Missing the Arc in her homeland is a shame, Barande-Barbe said, but she has quit worrying about it. 'I could hope in a six-year career they would change the rules, but they didn't,' she said with a laugh. 'The fact that he was able to beat Trêve, and she won the Arc twice - we all can think he could have won the Arc at least once.' He handed Trêve her first loss ever, in the Group 1 Prix Ganay at Longchamp on April 27.
That six-year career - which continues - is one of the most incredible in turf history. Never has such unexceptional breeding yielded such quality. His Irish-bred sire, Even Top, an English 2,000 Guineas runner-up who died in 2009, produced only 69 foals in seven crops. Cirrus des Aigles was one of only two winners on the flat. His unraced dam, Taille de Guêpe, was given to Cirrus des Aigles' breeder for free. Gelded before he ever raced, as a 3-year-old he started off in lowly races at Cagnes-sur-Mer, France, in January 2009, but by the end of 2009 was in December's Hong Kong Vase, his 17th start that year.

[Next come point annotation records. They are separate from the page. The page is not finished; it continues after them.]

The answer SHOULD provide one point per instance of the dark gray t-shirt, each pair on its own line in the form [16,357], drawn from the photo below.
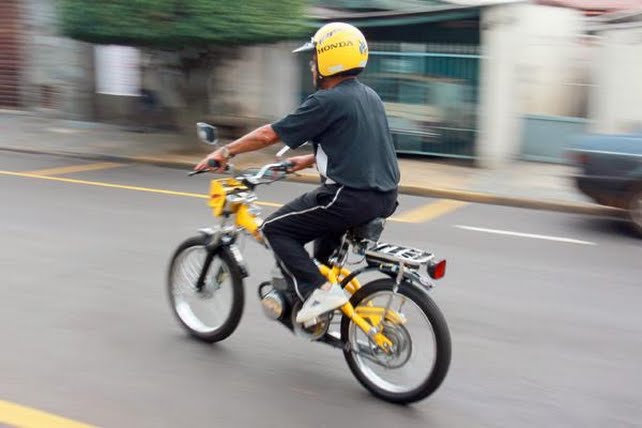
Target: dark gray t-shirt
[348,127]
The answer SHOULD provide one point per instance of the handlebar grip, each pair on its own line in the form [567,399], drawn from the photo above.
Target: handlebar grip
[287,165]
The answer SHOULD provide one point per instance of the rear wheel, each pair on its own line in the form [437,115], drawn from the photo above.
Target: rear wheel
[213,313]
[420,355]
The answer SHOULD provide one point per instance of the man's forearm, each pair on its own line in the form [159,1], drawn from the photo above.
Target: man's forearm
[255,140]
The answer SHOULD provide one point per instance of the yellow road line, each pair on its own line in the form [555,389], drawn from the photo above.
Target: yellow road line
[430,211]
[118,186]
[25,417]
[76,168]
[408,217]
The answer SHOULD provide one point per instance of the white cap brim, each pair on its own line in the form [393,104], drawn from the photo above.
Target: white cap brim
[309,46]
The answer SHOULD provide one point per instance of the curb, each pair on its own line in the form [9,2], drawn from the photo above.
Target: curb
[435,192]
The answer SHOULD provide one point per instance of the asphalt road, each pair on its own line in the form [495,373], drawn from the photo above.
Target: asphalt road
[543,310]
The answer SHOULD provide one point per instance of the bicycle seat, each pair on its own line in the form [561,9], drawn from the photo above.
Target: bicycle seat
[370,231]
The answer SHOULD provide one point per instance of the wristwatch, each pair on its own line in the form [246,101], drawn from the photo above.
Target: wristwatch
[225,151]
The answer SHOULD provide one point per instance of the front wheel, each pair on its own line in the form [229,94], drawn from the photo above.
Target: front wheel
[635,210]
[420,356]
[214,312]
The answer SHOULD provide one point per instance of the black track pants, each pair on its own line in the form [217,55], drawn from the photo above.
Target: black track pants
[322,215]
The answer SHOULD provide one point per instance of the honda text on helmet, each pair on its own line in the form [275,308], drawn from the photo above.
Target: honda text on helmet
[339,49]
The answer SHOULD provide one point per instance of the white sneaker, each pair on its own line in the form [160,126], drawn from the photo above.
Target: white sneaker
[321,301]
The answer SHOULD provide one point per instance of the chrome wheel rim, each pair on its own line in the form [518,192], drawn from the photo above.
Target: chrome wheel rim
[413,363]
[202,311]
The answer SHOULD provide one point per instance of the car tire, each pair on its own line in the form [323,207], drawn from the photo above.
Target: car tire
[634,209]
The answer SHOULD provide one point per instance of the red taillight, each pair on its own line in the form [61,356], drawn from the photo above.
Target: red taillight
[437,270]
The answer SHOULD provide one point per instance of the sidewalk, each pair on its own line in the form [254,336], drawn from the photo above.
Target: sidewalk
[520,184]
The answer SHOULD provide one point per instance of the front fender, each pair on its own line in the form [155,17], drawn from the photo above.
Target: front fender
[220,243]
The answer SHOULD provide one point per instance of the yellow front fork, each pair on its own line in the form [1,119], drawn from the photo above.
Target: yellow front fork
[362,314]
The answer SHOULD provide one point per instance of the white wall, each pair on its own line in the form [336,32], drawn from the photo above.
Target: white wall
[616,101]
[527,65]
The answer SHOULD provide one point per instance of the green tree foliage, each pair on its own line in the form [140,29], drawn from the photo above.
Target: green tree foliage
[175,24]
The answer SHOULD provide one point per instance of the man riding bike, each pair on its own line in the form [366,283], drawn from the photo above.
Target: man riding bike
[353,150]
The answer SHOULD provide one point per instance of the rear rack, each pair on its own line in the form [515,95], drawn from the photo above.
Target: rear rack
[411,257]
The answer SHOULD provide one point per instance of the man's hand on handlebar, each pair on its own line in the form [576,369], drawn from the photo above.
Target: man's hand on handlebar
[300,162]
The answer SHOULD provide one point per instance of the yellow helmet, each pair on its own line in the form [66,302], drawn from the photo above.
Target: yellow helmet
[339,47]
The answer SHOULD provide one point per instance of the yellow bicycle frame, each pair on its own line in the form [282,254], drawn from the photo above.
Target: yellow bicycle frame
[368,318]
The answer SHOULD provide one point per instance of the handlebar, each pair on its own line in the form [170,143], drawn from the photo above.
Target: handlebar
[283,166]
[212,163]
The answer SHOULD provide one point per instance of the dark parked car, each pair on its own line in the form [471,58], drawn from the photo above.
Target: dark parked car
[611,171]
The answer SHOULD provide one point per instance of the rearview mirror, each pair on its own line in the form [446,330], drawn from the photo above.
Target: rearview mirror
[207,133]
[285,148]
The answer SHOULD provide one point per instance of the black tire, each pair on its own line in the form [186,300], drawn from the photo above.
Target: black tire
[228,326]
[634,210]
[441,339]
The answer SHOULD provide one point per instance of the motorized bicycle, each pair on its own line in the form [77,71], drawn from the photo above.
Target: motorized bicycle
[394,338]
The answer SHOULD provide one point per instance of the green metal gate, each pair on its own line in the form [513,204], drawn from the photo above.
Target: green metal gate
[431,97]
[430,92]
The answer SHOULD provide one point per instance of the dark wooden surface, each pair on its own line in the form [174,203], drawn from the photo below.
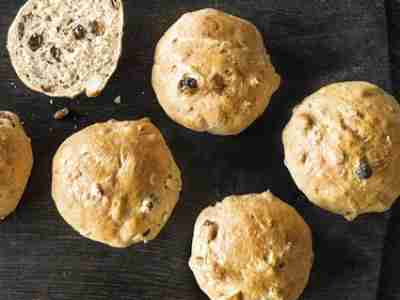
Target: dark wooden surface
[312,43]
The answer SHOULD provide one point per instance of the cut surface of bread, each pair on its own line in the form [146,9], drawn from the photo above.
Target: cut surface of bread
[63,48]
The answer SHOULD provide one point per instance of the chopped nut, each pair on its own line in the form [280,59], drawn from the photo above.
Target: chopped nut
[147,206]
[61,114]
[56,53]
[117,100]
[97,28]
[93,87]
[188,85]
[79,32]
[364,170]
[218,83]
[210,231]
[115,3]
[35,42]
[21,30]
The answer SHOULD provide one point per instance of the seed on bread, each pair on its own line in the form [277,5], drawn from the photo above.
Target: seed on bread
[35,42]
[79,32]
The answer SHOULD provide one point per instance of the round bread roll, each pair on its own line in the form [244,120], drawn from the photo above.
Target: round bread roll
[16,161]
[212,72]
[251,247]
[65,47]
[116,182]
[342,147]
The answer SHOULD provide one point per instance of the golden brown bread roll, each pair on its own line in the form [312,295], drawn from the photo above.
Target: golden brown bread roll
[212,72]
[342,147]
[16,160]
[251,247]
[116,182]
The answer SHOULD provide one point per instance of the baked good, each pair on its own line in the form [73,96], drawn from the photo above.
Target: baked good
[65,47]
[116,182]
[342,147]
[212,72]
[16,162]
[251,247]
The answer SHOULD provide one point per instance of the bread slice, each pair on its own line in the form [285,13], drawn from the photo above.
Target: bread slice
[65,47]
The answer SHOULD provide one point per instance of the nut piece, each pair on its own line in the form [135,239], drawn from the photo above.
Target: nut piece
[364,170]
[97,28]
[61,114]
[56,53]
[210,230]
[35,42]
[188,84]
[79,32]
[93,87]
[147,206]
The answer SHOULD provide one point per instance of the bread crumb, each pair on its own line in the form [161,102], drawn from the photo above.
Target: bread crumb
[61,114]
[117,100]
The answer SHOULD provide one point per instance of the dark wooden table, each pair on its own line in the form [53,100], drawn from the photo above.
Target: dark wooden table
[312,43]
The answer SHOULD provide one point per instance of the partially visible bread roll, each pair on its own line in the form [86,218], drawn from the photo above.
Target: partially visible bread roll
[116,182]
[212,72]
[65,47]
[16,162]
[342,147]
[251,247]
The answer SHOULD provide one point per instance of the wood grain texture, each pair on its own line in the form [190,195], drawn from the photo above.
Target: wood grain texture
[389,288]
[312,43]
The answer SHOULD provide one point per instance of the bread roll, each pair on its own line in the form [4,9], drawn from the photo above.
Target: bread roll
[116,182]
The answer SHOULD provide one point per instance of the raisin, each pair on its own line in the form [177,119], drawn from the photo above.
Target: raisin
[47,88]
[79,32]
[364,170]
[62,114]
[188,84]
[97,28]
[35,42]
[115,3]
[56,53]
[21,30]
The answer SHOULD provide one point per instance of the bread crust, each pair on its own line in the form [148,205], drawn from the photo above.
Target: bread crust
[226,56]
[116,182]
[251,247]
[16,161]
[342,147]
[63,48]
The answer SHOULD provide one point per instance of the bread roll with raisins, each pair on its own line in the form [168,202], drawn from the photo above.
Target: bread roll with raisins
[16,161]
[212,72]
[116,182]
[342,147]
[251,247]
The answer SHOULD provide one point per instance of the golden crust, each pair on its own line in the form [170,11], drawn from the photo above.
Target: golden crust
[251,247]
[116,182]
[342,147]
[227,58]
[16,162]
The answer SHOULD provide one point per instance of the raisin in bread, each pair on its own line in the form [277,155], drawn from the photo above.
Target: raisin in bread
[65,47]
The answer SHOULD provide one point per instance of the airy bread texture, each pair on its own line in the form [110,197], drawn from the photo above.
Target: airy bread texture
[65,47]
[251,247]
[342,147]
[212,72]
[16,161]
[116,182]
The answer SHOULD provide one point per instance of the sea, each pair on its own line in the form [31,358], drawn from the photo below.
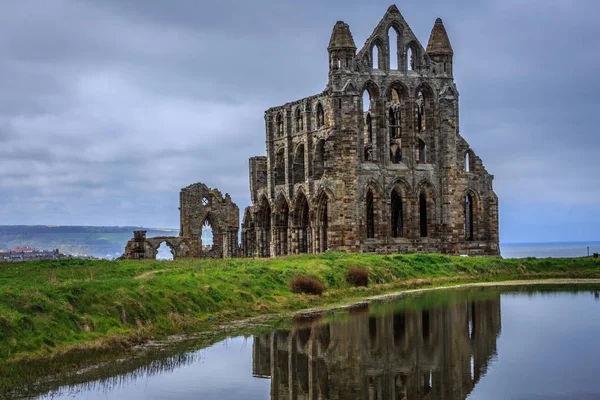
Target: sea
[511,250]
[546,250]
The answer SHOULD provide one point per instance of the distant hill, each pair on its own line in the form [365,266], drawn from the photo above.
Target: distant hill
[97,241]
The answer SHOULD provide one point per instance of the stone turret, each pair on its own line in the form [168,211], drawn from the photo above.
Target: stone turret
[342,50]
[439,48]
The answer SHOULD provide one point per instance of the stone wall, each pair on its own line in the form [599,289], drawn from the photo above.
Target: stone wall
[200,208]
[387,176]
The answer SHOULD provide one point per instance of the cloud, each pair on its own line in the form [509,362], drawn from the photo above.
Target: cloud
[108,108]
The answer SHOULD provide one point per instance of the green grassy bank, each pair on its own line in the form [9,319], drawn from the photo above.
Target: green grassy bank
[50,308]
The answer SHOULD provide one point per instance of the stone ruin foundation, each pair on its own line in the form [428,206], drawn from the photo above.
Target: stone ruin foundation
[375,163]
[200,207]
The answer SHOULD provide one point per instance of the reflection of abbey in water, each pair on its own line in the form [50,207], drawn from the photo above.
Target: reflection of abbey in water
[435,354]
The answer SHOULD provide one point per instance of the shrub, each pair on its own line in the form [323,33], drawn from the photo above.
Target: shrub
[306,284]
[357,276]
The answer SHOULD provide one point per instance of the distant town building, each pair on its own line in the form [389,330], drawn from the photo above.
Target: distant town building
[30,254]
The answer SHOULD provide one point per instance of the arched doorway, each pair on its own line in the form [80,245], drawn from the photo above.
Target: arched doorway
[423,214]
[165,252]
[397,215]
[303,224]
[370,215]
[322,223]
[281,227]
[207,236]
[264,229]
[469,233]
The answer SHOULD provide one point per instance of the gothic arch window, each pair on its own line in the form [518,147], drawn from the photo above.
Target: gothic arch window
[370,215]
[320,116]
[376,54]
[279,124]
[420,111]
[394,120]
[303,223]
[207,236]
[412,55]
[395,153]
[319,160]
[393,123]
[469,233]
[423,215]
[299,173]
[469,161]
[299,122]
[369,123]
[397,214]
[264,223]
[394,41]
[280,167]
[281,245]
[422,152]
[322,242]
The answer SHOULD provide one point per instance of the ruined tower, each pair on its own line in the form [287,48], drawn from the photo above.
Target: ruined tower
[374,163]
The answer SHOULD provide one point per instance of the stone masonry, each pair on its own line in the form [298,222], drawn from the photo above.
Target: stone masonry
[200,207]
[375,163]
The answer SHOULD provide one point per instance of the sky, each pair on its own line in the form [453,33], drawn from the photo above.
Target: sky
[109,107]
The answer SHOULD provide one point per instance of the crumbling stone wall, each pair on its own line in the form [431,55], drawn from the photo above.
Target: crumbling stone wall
[200,207]
[391,179]
[375,163]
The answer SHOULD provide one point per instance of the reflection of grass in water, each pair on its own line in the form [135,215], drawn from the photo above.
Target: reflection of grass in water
[99,305]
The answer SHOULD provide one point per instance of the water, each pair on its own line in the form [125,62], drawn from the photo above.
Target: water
[544,250]
[482,343]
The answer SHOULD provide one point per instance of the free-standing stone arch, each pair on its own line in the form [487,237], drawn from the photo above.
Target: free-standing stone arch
[198,204]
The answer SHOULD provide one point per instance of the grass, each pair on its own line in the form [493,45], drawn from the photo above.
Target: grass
[52,308]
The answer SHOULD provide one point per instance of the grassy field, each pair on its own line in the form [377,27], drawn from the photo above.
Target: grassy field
[54,307]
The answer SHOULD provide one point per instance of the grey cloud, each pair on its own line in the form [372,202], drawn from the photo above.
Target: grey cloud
[109,107]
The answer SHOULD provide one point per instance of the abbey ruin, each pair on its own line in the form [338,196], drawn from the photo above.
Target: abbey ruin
[375,163]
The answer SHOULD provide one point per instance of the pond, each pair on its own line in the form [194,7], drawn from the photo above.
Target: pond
[526,342]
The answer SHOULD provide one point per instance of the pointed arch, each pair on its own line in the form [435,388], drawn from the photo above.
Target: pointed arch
[319,115]
[302,224]
[397,214]
[369,125]
[421,152]
[469,161]
[395,153]
[299,120]
[468,217]
[322,215]
[248,234]
[319,159]
[426,206]
[279,123]
[207,232]
[263,222]
[279,167]
[299,174]
[377,55]
[424,107]
[412,56]
[372,210]
[370,217]
[395,43]
[399,207]
[280,231]
[472,215]
[372,88]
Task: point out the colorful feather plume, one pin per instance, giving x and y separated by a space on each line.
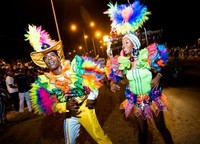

Barande-Barbe, 56, trains a small stable of 24 horses in Chantilly, two-thirds of which she also owns. The daughter of Parisian psychoanalysts, she found her way into horse racing through a riding club, where she met her former husband Patrick Barbe, now a successful bloodstock agent. They bought horses together, and her first, named Deep Roots, won two French Group 1 races in 1982. After 10 years as an owner and breeder, she decided to train as well.
'Many of the horses I train are horses nobody would have taken,' she said. 'Cirrus was among them.' She won the 1995 Prix de Diane with Carling, another horse whose dam was a castoff. 'I love that. It is like a fairy tale. I have to love it, because I've never had a big client come to me and say I have three Galileo colts to send to you.'
With Cirrus des Aigles, the client was his breeder, Yvon Lelimouzin, now 74. Lelimouzin was a jockey until a serious accident ended his career at 24. He joined France Galop's maintenance crew overseeing the Chantilly gallops known as Les Aigles, or the Eagles.
As a France Galop employee, he was not allowed to own horses, but he could breed them and a trainer, like Barande-Barbe, could rent the horse from him in return for a percentage of the earnings. Friends of his gave him mares, like Taille de Guêpe, or sold him inexpensive stallion shares. For Cirrus des Aigles, Lelimouzin chose Even Top largely because the French national stud farm, where Even Top stood, was close to where Lelimouzin kept Taille de Guêpe. He and his cousin, Benoît Deschamps, raise their horses at a farm on the border of Normandy and Brittany.
'It's very natural there,' Barande-Barbe said. 'And people are very natural too.' She laughed. 'Their horses arrive and look wild, with very long hair, and they have never gone in the horse box before. They lived outside.'
Barande-Barbe also trained Mesnil des Aigles, Cirrus des Aigles' oldest brother, a handy horse who won about $275,000. During his career, she sold half of her share to Jean-Claude-Alain Dupouy, then a new owner introduced by friends. Dupouy and Barande-Barbe were partners on several other horses, including a young Cirrus des Aigles, until Dupouy persuaded his longtime friend Xavier Niel into racing. Niel is the billionaire entrepreneur behind the telecom operator Free.
Looking back, Barande-Barbe amiably resigns herself to living with a champion. She has not missed a day with Cirrus des Aigles since he arrived at her yard in November 2007. 'It is just as if he is mine - except for the money,' she said with a laugh.